Pharmacokinetics and pharmacodynamics of acethylsalicylic acid in high-risk pregnancy (ASAP)
Progetto Background. Excessive production of thromboxane A2 (TxA2), a vasoconstrictor and agonist of platelet aggregation, and reduced production of prostacyclin, a vasodilator and inhibitor of platelet aggregation, occur in pre-eclampsia. These observations stimulated interest in pre-eclampsia prevention by acetylsalicylic acid (ASA), which inhibits platelet TxA2-mediated vasoconstriction and formation of platelet thrombi. Randomized trials of ASA in pre-eclampsia prevention gave contradictory results. Meta-analyses demonstrated a protective effect of low-dose ASA (50-150 mg) given before the 16th week of gestation. Consequently, guidelines suggest to use low dose ASA beginning before week 16 of gestation in high-risk pregnancies. The lower than expected protection could be explained by sub-optimal pharmacodynamics (PD) of ASA (“ASA resistance”), caused by: 1) prevalent use of enteric-coated ASA, whose pharmacokinetics (PK) and PD are less efficient than those of plain ASA; 2) altered ASA absorption, distribution and metabolism caused by physiological changes in pregnancy. The choice of the laboratory test to identify “ASA resistance” is critical, as global tests of primary haemostasis, unspecific for TxA2, may overestimate its prevalence. Measurement of serum levels of TxB2 (TxA2 metabolite) is the most accurate test for ASA PD.

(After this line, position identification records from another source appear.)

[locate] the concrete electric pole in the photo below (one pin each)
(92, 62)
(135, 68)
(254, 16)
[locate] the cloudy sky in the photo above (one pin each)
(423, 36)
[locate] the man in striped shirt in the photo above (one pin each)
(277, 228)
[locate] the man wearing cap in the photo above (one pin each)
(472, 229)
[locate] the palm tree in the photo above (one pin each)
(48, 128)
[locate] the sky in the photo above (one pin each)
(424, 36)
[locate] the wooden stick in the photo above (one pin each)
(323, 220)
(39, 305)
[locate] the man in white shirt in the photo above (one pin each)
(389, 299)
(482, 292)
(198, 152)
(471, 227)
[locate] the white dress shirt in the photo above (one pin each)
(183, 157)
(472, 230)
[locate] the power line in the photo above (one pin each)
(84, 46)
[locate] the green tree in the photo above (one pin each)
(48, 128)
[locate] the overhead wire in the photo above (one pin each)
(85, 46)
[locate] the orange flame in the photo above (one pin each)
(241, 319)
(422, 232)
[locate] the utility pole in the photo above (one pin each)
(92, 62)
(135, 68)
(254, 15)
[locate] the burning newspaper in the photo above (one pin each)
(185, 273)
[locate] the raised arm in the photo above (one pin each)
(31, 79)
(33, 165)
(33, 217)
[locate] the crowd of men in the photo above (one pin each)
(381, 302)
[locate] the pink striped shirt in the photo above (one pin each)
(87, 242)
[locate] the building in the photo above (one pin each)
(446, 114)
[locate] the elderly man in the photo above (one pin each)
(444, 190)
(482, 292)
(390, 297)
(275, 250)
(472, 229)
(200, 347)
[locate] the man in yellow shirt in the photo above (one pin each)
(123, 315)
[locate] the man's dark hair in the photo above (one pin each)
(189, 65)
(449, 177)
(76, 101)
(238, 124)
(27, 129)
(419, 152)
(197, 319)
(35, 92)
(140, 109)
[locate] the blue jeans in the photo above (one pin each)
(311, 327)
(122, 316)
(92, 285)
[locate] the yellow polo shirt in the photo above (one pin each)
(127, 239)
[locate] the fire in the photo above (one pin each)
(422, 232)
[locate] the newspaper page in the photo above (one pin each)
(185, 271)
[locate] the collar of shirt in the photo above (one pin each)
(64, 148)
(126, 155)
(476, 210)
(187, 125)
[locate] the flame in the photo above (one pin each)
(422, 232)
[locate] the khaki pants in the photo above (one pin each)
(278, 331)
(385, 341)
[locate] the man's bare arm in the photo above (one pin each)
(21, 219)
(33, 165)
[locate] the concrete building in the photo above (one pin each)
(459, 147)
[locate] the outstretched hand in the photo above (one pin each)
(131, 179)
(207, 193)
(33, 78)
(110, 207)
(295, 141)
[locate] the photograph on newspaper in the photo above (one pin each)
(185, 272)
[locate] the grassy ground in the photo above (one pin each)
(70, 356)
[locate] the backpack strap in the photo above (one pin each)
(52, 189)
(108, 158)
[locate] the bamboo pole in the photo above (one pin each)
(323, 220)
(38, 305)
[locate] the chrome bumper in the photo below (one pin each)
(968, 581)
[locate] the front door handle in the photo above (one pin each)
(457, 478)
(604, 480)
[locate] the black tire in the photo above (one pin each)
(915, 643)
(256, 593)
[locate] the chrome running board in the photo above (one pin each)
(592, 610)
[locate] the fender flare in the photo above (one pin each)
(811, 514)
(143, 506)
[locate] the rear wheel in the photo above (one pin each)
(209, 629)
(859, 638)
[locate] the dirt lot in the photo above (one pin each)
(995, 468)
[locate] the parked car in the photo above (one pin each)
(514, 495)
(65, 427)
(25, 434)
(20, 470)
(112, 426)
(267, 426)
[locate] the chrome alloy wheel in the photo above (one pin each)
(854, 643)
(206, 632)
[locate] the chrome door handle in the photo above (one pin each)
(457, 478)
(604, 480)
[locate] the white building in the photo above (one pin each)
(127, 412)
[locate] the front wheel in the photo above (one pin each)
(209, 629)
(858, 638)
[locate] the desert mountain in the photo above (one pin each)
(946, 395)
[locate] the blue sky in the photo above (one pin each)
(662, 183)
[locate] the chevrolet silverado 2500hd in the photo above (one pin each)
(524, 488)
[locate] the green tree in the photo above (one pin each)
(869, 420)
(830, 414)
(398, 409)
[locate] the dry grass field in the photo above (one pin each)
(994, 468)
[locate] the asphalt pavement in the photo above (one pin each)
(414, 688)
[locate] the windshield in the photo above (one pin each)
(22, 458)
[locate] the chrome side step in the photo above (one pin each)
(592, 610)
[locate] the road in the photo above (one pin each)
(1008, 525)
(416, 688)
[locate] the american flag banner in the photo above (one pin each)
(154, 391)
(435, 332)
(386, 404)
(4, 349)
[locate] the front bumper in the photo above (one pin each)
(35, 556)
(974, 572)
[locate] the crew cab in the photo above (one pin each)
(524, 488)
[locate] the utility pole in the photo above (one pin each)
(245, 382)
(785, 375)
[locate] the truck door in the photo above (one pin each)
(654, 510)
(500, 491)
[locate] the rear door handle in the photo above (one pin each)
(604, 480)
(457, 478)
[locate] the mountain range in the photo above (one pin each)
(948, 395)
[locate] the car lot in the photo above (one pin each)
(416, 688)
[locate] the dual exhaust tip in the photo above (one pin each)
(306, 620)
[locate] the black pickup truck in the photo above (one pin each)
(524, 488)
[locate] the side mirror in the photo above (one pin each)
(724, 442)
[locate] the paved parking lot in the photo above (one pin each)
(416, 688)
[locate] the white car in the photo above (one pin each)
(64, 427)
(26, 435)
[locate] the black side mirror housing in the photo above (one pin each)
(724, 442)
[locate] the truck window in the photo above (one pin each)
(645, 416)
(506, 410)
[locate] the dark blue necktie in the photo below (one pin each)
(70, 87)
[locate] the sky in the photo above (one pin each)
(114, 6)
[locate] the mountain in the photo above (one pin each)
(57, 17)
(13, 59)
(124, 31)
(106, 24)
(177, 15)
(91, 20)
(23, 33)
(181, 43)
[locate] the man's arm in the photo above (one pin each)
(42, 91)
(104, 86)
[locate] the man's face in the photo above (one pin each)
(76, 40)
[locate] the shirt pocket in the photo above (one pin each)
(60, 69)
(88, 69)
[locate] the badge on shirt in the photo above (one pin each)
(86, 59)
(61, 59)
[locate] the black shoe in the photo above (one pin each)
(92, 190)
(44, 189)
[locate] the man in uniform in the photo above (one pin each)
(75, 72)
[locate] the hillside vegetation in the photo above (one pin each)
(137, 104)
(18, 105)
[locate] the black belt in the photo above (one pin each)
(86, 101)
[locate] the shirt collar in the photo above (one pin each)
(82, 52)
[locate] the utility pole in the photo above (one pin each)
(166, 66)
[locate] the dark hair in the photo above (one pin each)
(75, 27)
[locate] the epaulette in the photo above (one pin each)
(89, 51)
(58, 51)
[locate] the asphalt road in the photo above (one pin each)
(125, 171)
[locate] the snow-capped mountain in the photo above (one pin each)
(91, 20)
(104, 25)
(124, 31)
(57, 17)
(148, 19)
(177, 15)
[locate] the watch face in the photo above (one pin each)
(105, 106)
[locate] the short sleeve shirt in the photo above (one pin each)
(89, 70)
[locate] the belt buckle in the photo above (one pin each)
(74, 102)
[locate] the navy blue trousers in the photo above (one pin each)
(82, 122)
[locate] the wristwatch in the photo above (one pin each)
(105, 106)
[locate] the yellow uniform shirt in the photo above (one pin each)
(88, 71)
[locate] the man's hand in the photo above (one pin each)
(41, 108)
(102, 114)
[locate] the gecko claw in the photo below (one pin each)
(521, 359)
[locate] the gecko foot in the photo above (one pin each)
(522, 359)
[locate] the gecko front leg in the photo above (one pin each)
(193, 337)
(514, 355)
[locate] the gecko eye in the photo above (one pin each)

Objectives. Primary objective of our superiority study is to test whether the prevalence of “ASA resistance” is higher among pregnant women (cases) than in age- and body mass index (BMI)-matched healthy, non-pregnant women (controls). Secondary objectives will be to compare PK and PD of enteric-coated and plain ASA in cases and controls.
Methods. Assuming a prevalence of “ASA resistance” in controls of 2.0%, enrolment of 62 matched pairs will provide 80% power to detect 15.0% absolute increase of the prevalence, at a two-sided significance level of 0.05. Allowing 10% withdrawal from the study, the calculated sample size is 70 pairs. All pregnant women at high risk for pre-eclampsia will be prescribed enteric-coated ASA (100 mg od). During each of the periods comprised between weeks 12-16, 20-24 and 32-36, cases will undergo two visits. During the first visit in each period, blood samples will be taken for ASA PK/PD studies 24 h after the last drug intake. Then, women will be given the daily tablet of 100 mg enteric-coated ASA and undergo further blood sampling after 1,2,3,4,5,6 hours. Treatment will then be switched to the same dose of plain ASA, starting the day after, for the following 13 days. On day 14, pregnant women will undergo the second visit, with identical procedures as during the first visit. Controls will undergo the same treatment protocol as cases, with the exceptions that: 1) both treatments will last 14 days; 2) treatments and PK/PD measurements will take place once. Laboratory tests will include measurements of: 1) ASA and salicylic acid plasma concentrations by Liquid Chromatography/Tandem Mass Spectrometry; 2) serum TxB2 levels by enzyme immunoassay; 3) circulating activated (P-selectin expressing) platelets by flow-cytometry.
Expected results. The study will provide information on PK/PD of 100 mg enteric-coated ASA in pregnancy. If, as expected, the results of our study will prove that PK/PD profile of plain ASA is preferable to that of enteric-coated ASA in pregnant women, they would provide sufficient evidence for recommending plain ASA for pre-eclampsia prevention, because better PK/PD profile likely results in greater clinical efficacy. This would increase the cost effectiveness of the prevention strategy, because the cost of the two ASA formulations is similar.